Text: Song of Solomon by Toni Morrison
Lens: Feminist Lens
“You’ve been laughing at us all your life. Corinthians. Mama. Me. Using us, ordering us, and judging us: how we cook your food; how we keep your house… Who are you to approve or disapprove anybody or anything? I was breathing air in the world thirteen years before your lungs were even formed…. but now you know what's best for the very woman who wiped the dribble from your chin because you were too young to know how to spit. Our girlhood was spent like a found nickel on you. When you slept, we were quiet; when you were hungry, we cooked; when you wanted to play, we entertained you; and when you got grown enough to know the difference between a woman and a two-toned Ford, everything in this house stopped for you… You have yet to wash your own underwear, spread a bed, wipe the ring from your tub, or move a fleck of your dirt from one place to another. And to this day, you have never asked one of us if we were tired, or sad, or wanted a cup of coffee. You’ve never picked up anything heavier than your own feet, or solved a problem harder than fourth-grade arithmetic. Where do you get the right to decide our lives?... I’ll tell you where. From that hog’s gut that hangs down between your legs. Well, let me tell you something, baby brother: you will need more than that.” (Morrison, pg 215)

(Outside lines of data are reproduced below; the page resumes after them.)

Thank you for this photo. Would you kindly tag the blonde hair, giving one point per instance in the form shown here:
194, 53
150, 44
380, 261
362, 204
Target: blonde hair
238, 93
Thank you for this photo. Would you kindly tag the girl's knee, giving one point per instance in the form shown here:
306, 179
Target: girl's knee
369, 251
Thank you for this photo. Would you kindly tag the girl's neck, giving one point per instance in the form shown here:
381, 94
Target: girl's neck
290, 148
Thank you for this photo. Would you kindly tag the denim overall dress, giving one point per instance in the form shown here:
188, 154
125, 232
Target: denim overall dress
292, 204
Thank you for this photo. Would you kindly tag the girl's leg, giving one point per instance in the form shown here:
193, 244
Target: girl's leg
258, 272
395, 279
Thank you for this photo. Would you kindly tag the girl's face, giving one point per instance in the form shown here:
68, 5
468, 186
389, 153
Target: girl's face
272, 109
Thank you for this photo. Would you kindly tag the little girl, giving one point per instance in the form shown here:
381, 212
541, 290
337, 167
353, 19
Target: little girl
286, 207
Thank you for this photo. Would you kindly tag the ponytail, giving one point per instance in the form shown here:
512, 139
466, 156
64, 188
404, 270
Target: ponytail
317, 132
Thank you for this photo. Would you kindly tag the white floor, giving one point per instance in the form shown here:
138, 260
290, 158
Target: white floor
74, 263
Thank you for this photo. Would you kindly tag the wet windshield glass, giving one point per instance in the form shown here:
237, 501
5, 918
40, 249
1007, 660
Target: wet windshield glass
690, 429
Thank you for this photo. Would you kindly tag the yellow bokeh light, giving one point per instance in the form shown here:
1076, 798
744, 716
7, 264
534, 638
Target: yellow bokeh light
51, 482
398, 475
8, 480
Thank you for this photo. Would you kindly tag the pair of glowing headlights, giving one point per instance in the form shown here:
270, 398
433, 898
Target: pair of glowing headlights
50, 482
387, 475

In this passage from Song of Solomon, Lena, Milkman’s older sister, is lecturing him about the disrespect he pays towards women, particularly to those who reside within in his own household. Lena describes the efforts the girls went through during their lives after Milkman was born as being “spent like a found nickel.” In this metaphor, Lena compares the efforts she and the girls put into raising Milkman to how a child would spend a nickel on a pleasantry without any sentiment because they didn’t even need to work to earn it. All his life, Milkman didn’t have to work for any of the things he received, and even after he was capable of “know[ing] the difference between a woman and a two-toned Ford,” he still took all of the girl’s efforts for granted and never did a single thing to pay them back. In fact, while the girls spent his entire childhood doing motherly tasks including cooking, entertaining, etc. Milkman, as capable as he is, wont even bother to do menial tasks like “mov[ing] a fleck of [his] dirt from one place to another.”
This can be connected to a certain attitude of male privilege which existed in Milkman’s society, and within Milkman himself, which is a term that defines the social, economic, and political advantages or rights that are only made available to men solely on the basis of their sex. Lena makes an effort to devalue him further by insulting the only thing that gives Milkman leverage in society, which she calls the “hog’s gut that hangs down between [his] legs”. At the end of her tangent, Lena refers to Milkman as “baby brother” in order to further remind him exactly where he stands in the family hierarchy, and reinforce the fact that they are done putting up with his disrespect and underappreciation and for their work and his misogynistic attitudes have absolutely no value in their household.